IS there a way of running a function back on the main thread ?
So if I called a function via Async that downloaded a file and then parsed the data. It would then call a callback function which would run on my main UI thread and update the UI ?
I know threads are equal in the default C++ implementation so would I have to create a shared pointer to my main thread. How would I do this and pass the Async function not only the shared pointer to the main thread but also a pointer to the function I want to rrun on it and then run it on that main thread ?
I have been reading C++ Concurrency in Action and chapter four (AKA "The Chapter I Just Finished") describes a solution.
The Short Version
Have a shared std::deque<std::packaged_task<void()>> (or a similar sort of message/task queue). Your std::async-launched functions can push tasks to the queue, and your GUI thread can process them during its loop.
There Isn't Really a Long Version, but Here Is an Example
Shared Data
std::deque<std::packaged_task<void()>> tasks;
std::mutex tasks_mutex;
std::atomic<bool> gui_running;
The std::async Function
void one_off()
{
std::packaged_task<void()> task(FUNCTION TO RUN ON GUI THREAD); //!!
std::future<void> result = task.get_future();
{
std::lock_guard<std::mutex> lock(tasks_mutex);
tasks.push_back(std::move(task));
}
// wait on result
result.get();
}
The GUI Thread
void gui_thread()
{
while (gui_running) {
// process messages
{
std::unique_lock<std::mutex> lock(tasks_mutex);
while (!tasks.empty()) {
auto task(std::move(tasks.front()));
tasks.pop_front();
// unlock during the task
lock.unlock();
task();
lock.lock();
}
}
// "do gui work"
std::this_thread::sleep_for(std::chrono::milliseconds(1000));
}
}
Notes:
I am (always) learning, so there is a decent chance that my code is not great. The concept is at least sound though.
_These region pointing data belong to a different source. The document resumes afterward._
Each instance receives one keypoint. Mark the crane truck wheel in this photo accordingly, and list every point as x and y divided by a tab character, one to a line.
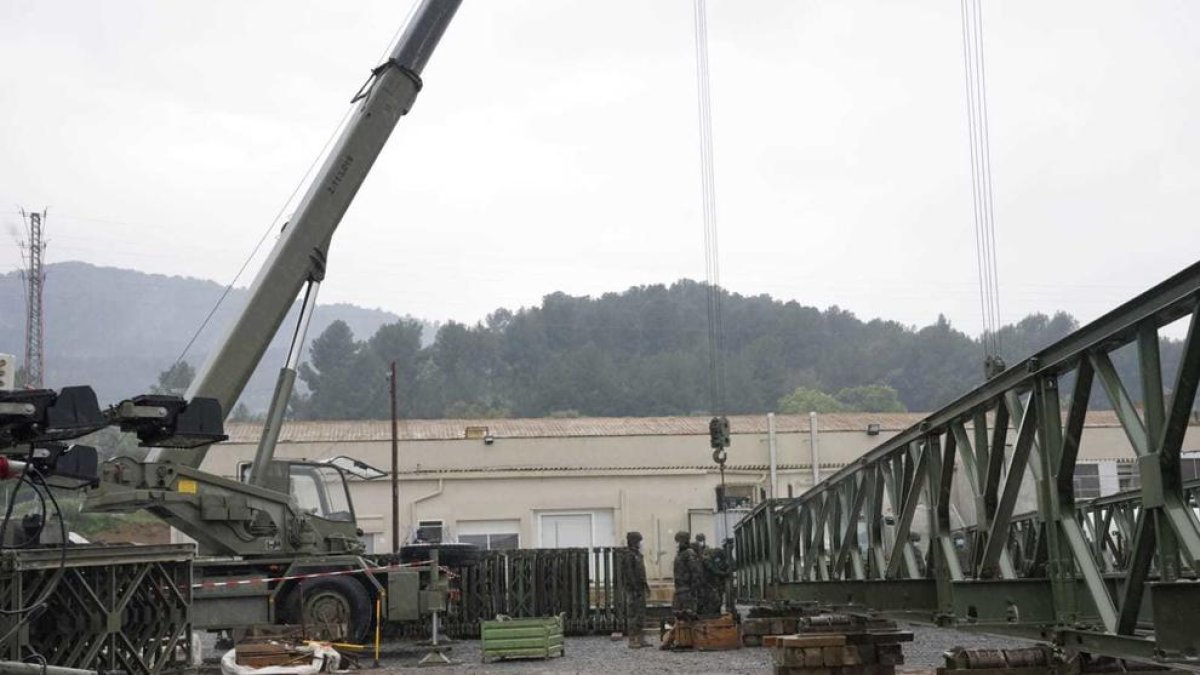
333	608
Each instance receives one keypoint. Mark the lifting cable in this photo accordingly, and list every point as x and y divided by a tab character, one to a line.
719	425
981	183
274	225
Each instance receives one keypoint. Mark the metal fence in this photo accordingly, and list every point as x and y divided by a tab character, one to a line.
585	585
109	608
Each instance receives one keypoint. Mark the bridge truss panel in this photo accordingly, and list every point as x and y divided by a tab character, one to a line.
1101	575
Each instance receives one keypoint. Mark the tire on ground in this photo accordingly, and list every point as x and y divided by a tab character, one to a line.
330	599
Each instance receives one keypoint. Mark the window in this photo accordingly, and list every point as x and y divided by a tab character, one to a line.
430	531
1128	477
1087	481
1189	467
490	535
321	491
736	496
492	542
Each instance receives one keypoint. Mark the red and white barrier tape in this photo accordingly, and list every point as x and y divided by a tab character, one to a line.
312	575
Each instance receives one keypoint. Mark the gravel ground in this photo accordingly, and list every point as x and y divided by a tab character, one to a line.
601	655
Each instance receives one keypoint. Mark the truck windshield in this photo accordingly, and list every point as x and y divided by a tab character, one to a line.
321	491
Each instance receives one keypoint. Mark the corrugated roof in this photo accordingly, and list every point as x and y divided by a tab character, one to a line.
582	426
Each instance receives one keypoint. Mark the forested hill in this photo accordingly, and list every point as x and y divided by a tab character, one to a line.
117	329
643	352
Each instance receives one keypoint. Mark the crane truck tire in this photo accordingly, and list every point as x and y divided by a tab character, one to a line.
327	604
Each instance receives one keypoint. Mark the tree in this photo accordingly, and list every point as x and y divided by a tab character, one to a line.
809	400
175	380
241	413
871	398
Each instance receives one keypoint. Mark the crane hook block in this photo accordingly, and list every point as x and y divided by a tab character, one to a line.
719	434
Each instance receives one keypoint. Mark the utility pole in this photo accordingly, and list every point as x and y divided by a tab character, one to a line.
34	276
395	466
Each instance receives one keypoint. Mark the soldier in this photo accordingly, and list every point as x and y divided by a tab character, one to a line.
708	601
636	589
720	569
689	575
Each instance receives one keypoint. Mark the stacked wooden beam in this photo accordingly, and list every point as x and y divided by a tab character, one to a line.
756	628
834	644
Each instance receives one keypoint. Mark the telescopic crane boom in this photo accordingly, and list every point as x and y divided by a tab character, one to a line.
262	517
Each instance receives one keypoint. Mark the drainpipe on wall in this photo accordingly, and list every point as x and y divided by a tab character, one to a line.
815	448
412	506
771	443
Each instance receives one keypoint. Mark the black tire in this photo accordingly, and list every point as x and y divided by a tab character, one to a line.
323	603
449	554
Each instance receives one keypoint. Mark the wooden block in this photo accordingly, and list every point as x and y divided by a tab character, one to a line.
791	658
851	656
834	656
867	655
826	640
756	627
889	655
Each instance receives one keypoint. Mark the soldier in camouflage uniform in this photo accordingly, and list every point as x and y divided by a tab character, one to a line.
708	599
689	575
636	589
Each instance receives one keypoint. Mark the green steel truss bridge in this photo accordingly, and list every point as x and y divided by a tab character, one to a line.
1117	575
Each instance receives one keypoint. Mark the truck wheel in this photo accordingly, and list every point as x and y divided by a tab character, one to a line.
333	608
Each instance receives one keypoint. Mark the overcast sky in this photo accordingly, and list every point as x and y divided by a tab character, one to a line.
555	148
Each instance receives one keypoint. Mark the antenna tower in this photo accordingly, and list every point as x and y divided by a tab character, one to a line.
34	275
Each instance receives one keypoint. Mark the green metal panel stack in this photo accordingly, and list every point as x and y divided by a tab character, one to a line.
522	638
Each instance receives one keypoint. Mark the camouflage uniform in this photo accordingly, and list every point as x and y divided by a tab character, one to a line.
689	577
636	589
718	571
708	601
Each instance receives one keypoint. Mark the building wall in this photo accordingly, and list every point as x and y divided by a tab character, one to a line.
654	484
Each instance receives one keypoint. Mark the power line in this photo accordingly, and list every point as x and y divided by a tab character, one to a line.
984	213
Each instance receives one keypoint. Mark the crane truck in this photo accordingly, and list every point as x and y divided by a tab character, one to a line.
282	545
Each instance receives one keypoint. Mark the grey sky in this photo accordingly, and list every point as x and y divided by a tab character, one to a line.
555	148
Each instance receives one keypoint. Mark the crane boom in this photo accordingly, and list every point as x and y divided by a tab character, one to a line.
299	255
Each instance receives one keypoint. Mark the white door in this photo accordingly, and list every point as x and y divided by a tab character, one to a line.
565	530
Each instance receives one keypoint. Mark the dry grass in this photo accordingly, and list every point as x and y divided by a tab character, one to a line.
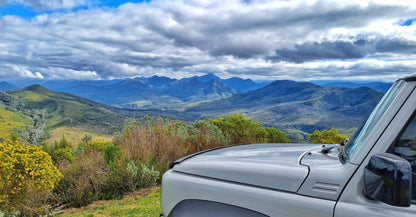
74	135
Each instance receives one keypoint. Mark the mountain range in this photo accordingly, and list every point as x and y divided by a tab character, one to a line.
298	108
153	92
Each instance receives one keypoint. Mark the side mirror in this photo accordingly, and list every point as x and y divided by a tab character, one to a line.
388	178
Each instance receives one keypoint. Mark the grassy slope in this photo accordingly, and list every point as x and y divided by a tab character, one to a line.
68	110
11	120
74	135
143	203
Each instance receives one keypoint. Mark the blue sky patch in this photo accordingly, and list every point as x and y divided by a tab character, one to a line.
407	22
18	10
27	11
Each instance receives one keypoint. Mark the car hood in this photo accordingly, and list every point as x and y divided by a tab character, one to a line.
274	166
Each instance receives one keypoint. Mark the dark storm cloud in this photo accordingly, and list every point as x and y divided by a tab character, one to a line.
343	50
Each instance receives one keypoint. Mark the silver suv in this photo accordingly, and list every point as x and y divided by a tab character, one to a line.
372	175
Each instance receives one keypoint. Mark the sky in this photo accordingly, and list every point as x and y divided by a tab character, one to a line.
256	39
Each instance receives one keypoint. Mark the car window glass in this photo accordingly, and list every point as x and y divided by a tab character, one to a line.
405	147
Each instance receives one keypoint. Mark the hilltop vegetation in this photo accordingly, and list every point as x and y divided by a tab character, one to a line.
100	170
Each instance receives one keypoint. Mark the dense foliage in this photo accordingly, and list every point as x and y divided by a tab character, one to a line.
24	170
331	136
95	170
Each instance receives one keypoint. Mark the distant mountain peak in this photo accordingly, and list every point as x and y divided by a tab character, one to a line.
4	86
37	88
208	77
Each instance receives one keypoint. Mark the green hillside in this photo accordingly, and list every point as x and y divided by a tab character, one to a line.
62	109
34	112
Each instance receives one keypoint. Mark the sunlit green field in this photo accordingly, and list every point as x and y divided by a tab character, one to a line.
11	120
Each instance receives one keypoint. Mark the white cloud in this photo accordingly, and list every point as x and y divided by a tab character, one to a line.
300	40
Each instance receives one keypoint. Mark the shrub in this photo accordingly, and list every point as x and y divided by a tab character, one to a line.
84	179
243	130
331	136
24	169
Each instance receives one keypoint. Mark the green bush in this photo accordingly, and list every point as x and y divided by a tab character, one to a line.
331	136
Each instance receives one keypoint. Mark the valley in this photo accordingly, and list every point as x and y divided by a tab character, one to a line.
102	106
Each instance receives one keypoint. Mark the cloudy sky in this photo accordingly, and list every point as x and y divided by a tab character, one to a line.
257	39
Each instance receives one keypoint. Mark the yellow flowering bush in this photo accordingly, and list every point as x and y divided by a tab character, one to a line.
24	168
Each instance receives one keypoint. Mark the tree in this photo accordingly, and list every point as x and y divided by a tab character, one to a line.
331	136
244	130
24	169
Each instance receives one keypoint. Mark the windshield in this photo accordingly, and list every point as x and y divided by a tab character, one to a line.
372	120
The destructor of the return value from std::async (a std::future<>) will block until the operation launched with std::async completes (see std::async ), so waiting on the result of a task (as I do in my example) in one_off might not be a brilliant idea.
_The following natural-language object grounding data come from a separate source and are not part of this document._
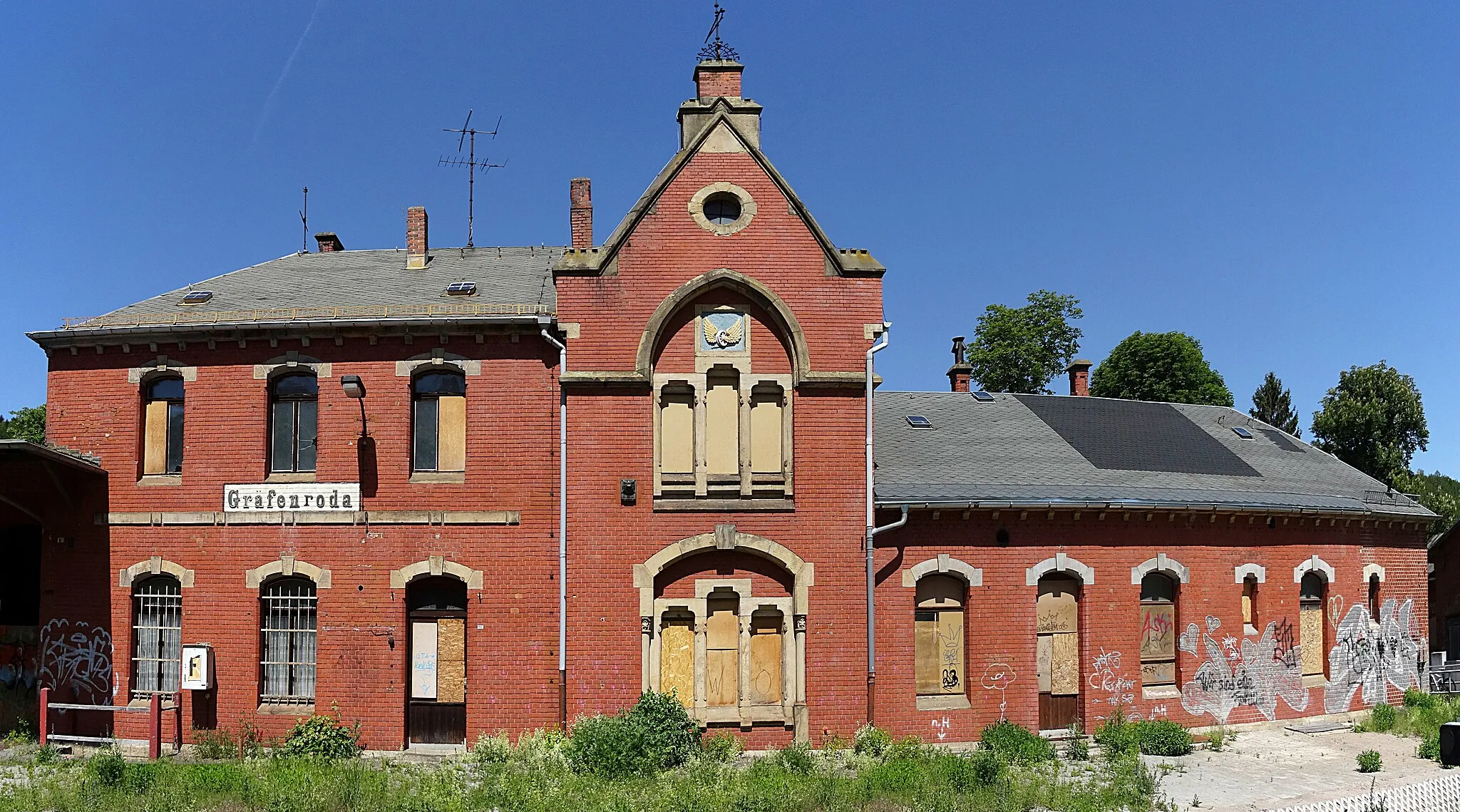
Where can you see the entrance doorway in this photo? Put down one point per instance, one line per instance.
(436, 713)
(1057, 640)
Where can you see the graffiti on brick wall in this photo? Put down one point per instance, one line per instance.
(1369, 656)
(78, 656)
(997, 678)
(1243, 672)
(1109, 677)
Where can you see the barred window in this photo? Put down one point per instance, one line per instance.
(288, 629)
(157, 634)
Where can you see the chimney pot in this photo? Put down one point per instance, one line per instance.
(1079, 377)
(418, 247)
(580, 215)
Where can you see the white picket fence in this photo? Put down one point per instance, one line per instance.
(1440, 795)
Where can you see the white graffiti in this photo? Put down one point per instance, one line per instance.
(1109, 678)
(78, 656)
(1253, 674)
(1367, 656)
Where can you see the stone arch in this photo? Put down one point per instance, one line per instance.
(287, 565)
(1059, 562)
(436, 565)
(776, 309)
(1253, 570)
(155, 565)
(1160, 564)
(1313, 565)
(944, 564)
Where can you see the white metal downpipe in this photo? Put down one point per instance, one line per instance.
(562, 530)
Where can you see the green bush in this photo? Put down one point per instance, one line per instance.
(870, 741)
(1382, 719)
(1161, 738)
(322, 736)
(1417, 699)
(654, 735)
(107, 767)
(1017, 744)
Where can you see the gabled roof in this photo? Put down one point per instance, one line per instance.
(1054, 450)
(845, 262)
(348, 285)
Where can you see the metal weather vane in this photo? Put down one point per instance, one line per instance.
(717, 50)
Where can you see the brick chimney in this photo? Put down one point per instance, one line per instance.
(580, 200)
(719, 78)
(418, 247)
(1079, 377)
(961, 371)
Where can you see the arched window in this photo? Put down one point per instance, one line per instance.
(288, 612)
(438, 423)
(294, 416)
(937, 632)
(157, 636)
(1313, 592)
(163, 427)
(1158, 632)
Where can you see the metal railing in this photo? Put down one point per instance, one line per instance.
(301, 314)
(154, 711)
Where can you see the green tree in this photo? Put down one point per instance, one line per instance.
(1437, 493)
(1373, 419)
(1166, 367)
(25, 424)
(1272, 405)
(1024, 348)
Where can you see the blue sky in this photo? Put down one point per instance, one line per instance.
(1282, 182)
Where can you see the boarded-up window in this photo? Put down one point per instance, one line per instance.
(766, 430)
(677, 659)
(163, 427)
(723, 652)
(438, 424)
(937, 634)
(677, 431)
(1158, 629)
(766, 657)
(723, 423)
(1312, 593)
(1057, 656)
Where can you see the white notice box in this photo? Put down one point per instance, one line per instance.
(295, 495)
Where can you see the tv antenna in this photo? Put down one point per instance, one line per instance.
(304, 218)
(472, 164)
(717, 50)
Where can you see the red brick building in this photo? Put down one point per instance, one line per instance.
(344, 472)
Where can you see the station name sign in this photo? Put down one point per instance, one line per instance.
(297, 495)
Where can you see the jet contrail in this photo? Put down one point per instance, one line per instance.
(263, 114)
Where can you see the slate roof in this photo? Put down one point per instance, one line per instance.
(371, 284)
(1053, 450)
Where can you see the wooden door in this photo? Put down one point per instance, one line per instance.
(1057, 652)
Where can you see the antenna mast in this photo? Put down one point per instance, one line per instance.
(304, 218)
(472, 164)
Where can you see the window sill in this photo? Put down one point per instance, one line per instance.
(284, 709)
(721, 505)
(945, 701)
(1161, 693)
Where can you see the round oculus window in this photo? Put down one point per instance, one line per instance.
(721, 207)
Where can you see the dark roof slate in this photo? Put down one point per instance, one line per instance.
(1002, 453)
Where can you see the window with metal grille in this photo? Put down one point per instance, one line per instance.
(288, 629)
(157, 634)
(294, 419)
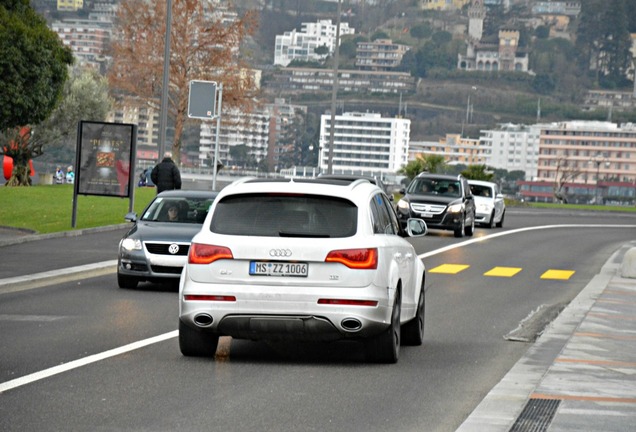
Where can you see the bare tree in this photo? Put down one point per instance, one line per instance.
(205, 45)
(564, 173)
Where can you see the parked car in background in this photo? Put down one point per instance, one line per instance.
(443, 201)
(156, 247)
(489, 202)
(318, 260)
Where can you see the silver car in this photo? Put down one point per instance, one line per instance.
(318, 260)
(489, 203)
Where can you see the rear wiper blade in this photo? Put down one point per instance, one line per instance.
(302, 234)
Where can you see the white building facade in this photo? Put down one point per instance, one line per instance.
(364, 144)
(513, 148)
(301, 45)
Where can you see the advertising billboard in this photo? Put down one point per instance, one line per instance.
(105, 158)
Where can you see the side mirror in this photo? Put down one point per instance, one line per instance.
(416, 227)
(131, 217)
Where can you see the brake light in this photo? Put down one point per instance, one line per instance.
(196, 297)
(206, 254)
(348, 302)
(363, 259)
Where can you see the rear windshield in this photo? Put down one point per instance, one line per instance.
(479, 190)
(281, 215)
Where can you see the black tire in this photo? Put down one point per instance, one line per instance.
(413, 331)
(491, 224)
(385, 348)
(459, 231)
(127, 281)
(500, 223)
(470, 230)
(195, 343)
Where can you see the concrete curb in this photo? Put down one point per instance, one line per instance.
(39, 280)
(505, 402)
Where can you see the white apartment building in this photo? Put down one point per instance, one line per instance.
(512, 147)
(364, 143)
(251, 130)
(302, 44)
(87, 38)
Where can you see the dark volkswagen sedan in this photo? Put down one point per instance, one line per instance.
(156, 248)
You may want to (I would, at least) create your own threadsafe MessageQueue type to improve code readability/maintainability/blah blah blah.
I swear there was one more thing I wanted to point out, but it escapes me right now.
Full Example
#include <atomic>
#include <chrono>
#include <deque>
#include <iostream>
#include <mutex>
#include <future>
#include <thread>
// shared stuff:
std::deque<std::packaged_task<void()>> tasks;
std::mutex tasks_mutex;
std::atomic<bool> gui_running;
void message()
{
std::cout << std::this_thread::get_id() << std::endl;
}
void one_off()
{
std::packaged_task<void()> task(message);
std::future<void> result = task.get_future();
{
std::lock_guard<std::mutex> lock(tasks_mutex);
tasks.push_back(std::move(task));
}
// wait on result
result.get();
}
void gui_thread()
{
std::cout << "gui thread: "; message();
while (gui_running) {
// process messages
{
std::unique_lock<std::mutex> lock(tasks_mutex);
while (!tasks.empty()) {
auto task(std::move(tasks.front()));
tasks.pop_front();
// unlock during the task
lock.unlock();
task();
lock.lock();
}
}
// "do gui work"
std::this_thread::sleep_for(std::chrono::milliseconds(1000));
}
}
int main()
{
gui_running = true;
std::cout << "main thread: "; message();
std::thread gt(gui_thread);
for (unsigned i = 0; i < 5; ++i) {
// note:
// these will be launched sequentially because result's
// destructor will block until one_off completes
auto result = std::async(std::launch::async, one_off);
// maybe do something with result if it is not void
}
// the for loop will not complete until all the tasks have been
// processed by gui_thread
// ...
// cleanup
gui_running = false;
gt.join();
}
Dat Output
$ ./messages
main thread: 140299226687296
gui thread: 140299210073856
140299210073856
140299210073856
140299210073856
140299210073856
140299210073856
Are you looking for std::launch::deferred ? Passing this parameter to std::async makes the task executed on the calling thread when the get() function is called for the first time.